Carlier Alexis, Dandrifosse Sébastien, Dumont Benjamin, Mercatoris Benoît
Biosystems Dynamics and Exchanges, TERRA Teaching and Research Centre, Gembloux Agro-Bio Tech, University of Liège, 5030 Gembloux, Belgium.
Plant Sciences, TERRA Teaching and Research Centre, Gembloux Agro-Bio Tech, University of Liège, 5030 Gembloux, Belgium.
Plant Phenomics. 2022 Jan 28;2022:9841985. doi: 10.34133/2022/9841985. eCollection 2022.

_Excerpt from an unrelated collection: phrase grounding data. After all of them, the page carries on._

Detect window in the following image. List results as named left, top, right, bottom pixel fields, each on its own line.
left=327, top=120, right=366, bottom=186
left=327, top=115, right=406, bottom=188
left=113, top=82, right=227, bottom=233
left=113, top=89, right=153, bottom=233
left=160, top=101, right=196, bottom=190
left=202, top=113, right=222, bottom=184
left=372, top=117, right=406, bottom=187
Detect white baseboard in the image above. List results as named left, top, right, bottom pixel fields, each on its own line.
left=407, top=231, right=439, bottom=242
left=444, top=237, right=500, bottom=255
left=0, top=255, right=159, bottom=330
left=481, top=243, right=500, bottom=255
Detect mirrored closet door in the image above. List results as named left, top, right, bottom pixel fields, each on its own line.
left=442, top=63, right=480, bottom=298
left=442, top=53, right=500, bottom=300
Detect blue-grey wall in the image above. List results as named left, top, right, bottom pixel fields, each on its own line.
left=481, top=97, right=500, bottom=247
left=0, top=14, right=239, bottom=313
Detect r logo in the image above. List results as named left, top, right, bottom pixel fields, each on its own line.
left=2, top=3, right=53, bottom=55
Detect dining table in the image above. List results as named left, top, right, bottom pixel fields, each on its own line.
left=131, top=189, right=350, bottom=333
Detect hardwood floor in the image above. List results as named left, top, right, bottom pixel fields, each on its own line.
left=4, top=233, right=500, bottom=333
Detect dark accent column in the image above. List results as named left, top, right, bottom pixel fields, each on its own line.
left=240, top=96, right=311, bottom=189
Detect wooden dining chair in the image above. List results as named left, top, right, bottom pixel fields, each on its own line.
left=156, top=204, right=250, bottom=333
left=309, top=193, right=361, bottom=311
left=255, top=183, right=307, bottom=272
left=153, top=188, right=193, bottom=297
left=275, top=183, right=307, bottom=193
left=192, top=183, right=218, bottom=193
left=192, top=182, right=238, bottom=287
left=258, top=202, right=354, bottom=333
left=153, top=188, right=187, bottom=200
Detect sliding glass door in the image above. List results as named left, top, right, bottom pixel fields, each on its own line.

The automatic segmentation of ears in wheat canopy images is an important step to measure ear density or extract relevant plant traits separately for the different organs. Recent deep learning algorithms appear as promising tools to accurately detect ears in a wide diversity of conditions. However, they remain complicated to implement and necessitate a huge training database. This paper is aimed at proposing an easy and quick to train and robust alternative to segment wheat ears from heading to maturity growth stage. The tested method was based on superpixel classification exploiting features from RGB and multispectral cameras. Three classifiers were trained with wheat images acquired from heading to maturity on two cultivars at different levels of fertilizer. The best classifier, the support vector machine (SVM), yielded satisfactory segmentation and reached 94% accuracy. However, the segmentation at the pixel level could not be assessed only by the superpixel classification accuracy. For this reason, a second assessment method was proposed to consider the entire process. A simple graphical tool was developed to annotate pixels. The strategy was to annotate a few pixels per image to be able to quickly annotate the entire image set, and thus account for very diverse conditions. Results showed a lesser segmentation score (F1-score) for the heading and flowering stages and for the zero nitrogen input object. The methodology appeared appropriate for further work on the growth dynamics of the different wheat organs and in the frame of other segmentation challenges.
在小麦冠层图像中自动分割麦穗是测量穗密度或分别提取不同器官相关植物性状的重要步骤。最近的深度学习算法似乎是在各种条件下准确检测麦穗的有前途的工具。然而,它们的实施仍然很复杂,并且需要大量的训练数据库。本文旨在提出一种易于训练、快速且强大的替代方法,用于从小麦抽穗到成熟生长阶段分割麦穗。所测试的方法基于利用RGB和多光谱相机特征的超像素分类。使用在不同施肥水平下两个品种从小麦抽穗到成熟阶段采集的小麦图像训练了三个分类器。最佳分类器支持向量机(SVM)产生了令人满意的分割效果,准确率达到了94%。然而,仅通过超像素分类准确率无法评估像素级别的分割。因此,提出了第二种评估方法来考虑整个过程。开发了一个简单的图形工具来标注像素。策略是每张图像标注几个像素,以便能够快速标注整个图像集,从而考虑到非常多样的条件。结果表明,抽穗期和开花期以及零氮输入对象的分割得分(F1得分)较低。该方法似乎适用于进一步研究不同小麦器官的生长动态以及应对其他分割挑战。